Joint work with: Henry Corrigan-Gibbs
Paper: ePrint 2019/1075
November 13, 2019 Guard Placement Attacks on Path Selection Algorithms for Tor
Speaker: Gerry Wan
Abstract: The popularity of Tor has made it an attractive target for a variety of deanonymization and fingerprinting attacks. Location-based path selection algorithms have been proposed as a countermeasure to defend against such attacks. However, adversaries can exploit the location-awareness of these algorithms by strategically placing relays in locations that increase their chances of being selected as a client's guard. Being chosen as a guard facilitates website fingerprinting and traffic correlation attacks over extended time periods. In this work, we rigorously define and analyze the guard placement attack. We present novel guard placement attacks and show that three state-of-the-art path selection algorithms—Counter-RAPTOR, DeNASA, and LASTor—are vulnerable to these attacks, overcoming defenses considered by all three systems. For instance, in one attack, we show that an adversary contributing only 0.216% of Tor’s total bandwidth can attain an average selection probability of 18.22%, 84x higher than what it would be under Tor currently. Our findings indicate that existing location-based path selection algorithms allow guards to achieve disproportionately high selection probabilities relative to the cost required to run the guard. Finally, we propose and evaluate a generic defense mechanism that provably defends any path selection algorithm against guard placement attacks. We run our defense mechanism on each of the three path selection algorithms, and find that our mechanism significantly enhances the security of these algorithms against guard placement attacks with only minimal impact to the goals or performance of the original algorithms.
Paper: PETS 2019
November 20, 2019 Building Public Key Cryptography from Minicrypt Primitives with Structure
Speaker: Hart Montgomery
Abstract: Algebraic structure lies at the heart of cryptomania, and It has long been assumed by many in the cryptographic research community that there is some special relationship between mathematical structure and public key cryptography. For instance, Barak commented [Bar17] that “... it seems that you can’t throw a rock without hitting a one-way function” but public-key cryptography is somehow “special.” In the same work, Barak implicitly argues that there is some mathematical structure inherent in public-key cryptography: “One way to phrase the question we are asking is to understand what type of structure is needed for public-key cryptography.” The natural question is the following: can we formalize the relationship between mathematical structure and public key cryptography? It turns out we can! In this talk, I’ll explain how we can build many of the most common primitives in cryptomania from simple minicrypt primitives with structure. As an example, suppose we start with a standard weak PRF F. If we make F input-homomorphic—that is, F(k, x) + F(k, y) = F(k, x + y)—then it turns out we can use F to build many exciting cryptomania constructions, like identity-based encryption, lossy trapdoor functions, and more. We can generalize this approach further to both more simple primitives like one-way functions and unpredictable functions as well as to other structural relations, like ring homomorphisms and key homomorphisms.

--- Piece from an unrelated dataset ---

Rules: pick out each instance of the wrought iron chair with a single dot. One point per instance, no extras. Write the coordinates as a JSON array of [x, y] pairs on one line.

This generalization enables us to construct virtually all of the most common public key cryptosystems from structured minicrypt primitives, including everything from simple key exchange to indistinguishability obfuscation. Our results provide some interesting new ways to look at theoretical cryptographic research. Building new cryptosystems from structured primitives allows us to instantiate the cryptosystem from many different assumptions “for free” and showing that new assumptions imply certain structured primitives provides typically many cryptographic primitives from the assumption also “for free,” perhaps streamlining some areas of research. In addition, we can argue for the existence of a “cryptoplexity hierarchy” that classifies cryptosystems based on increasing mathematical structure that effectively models much of what we know about the black-box power of cryptosystems. This talk is based on three recent papers with a subset of Navid Alamati, Sikhar Patranabis, and Arnab Roy.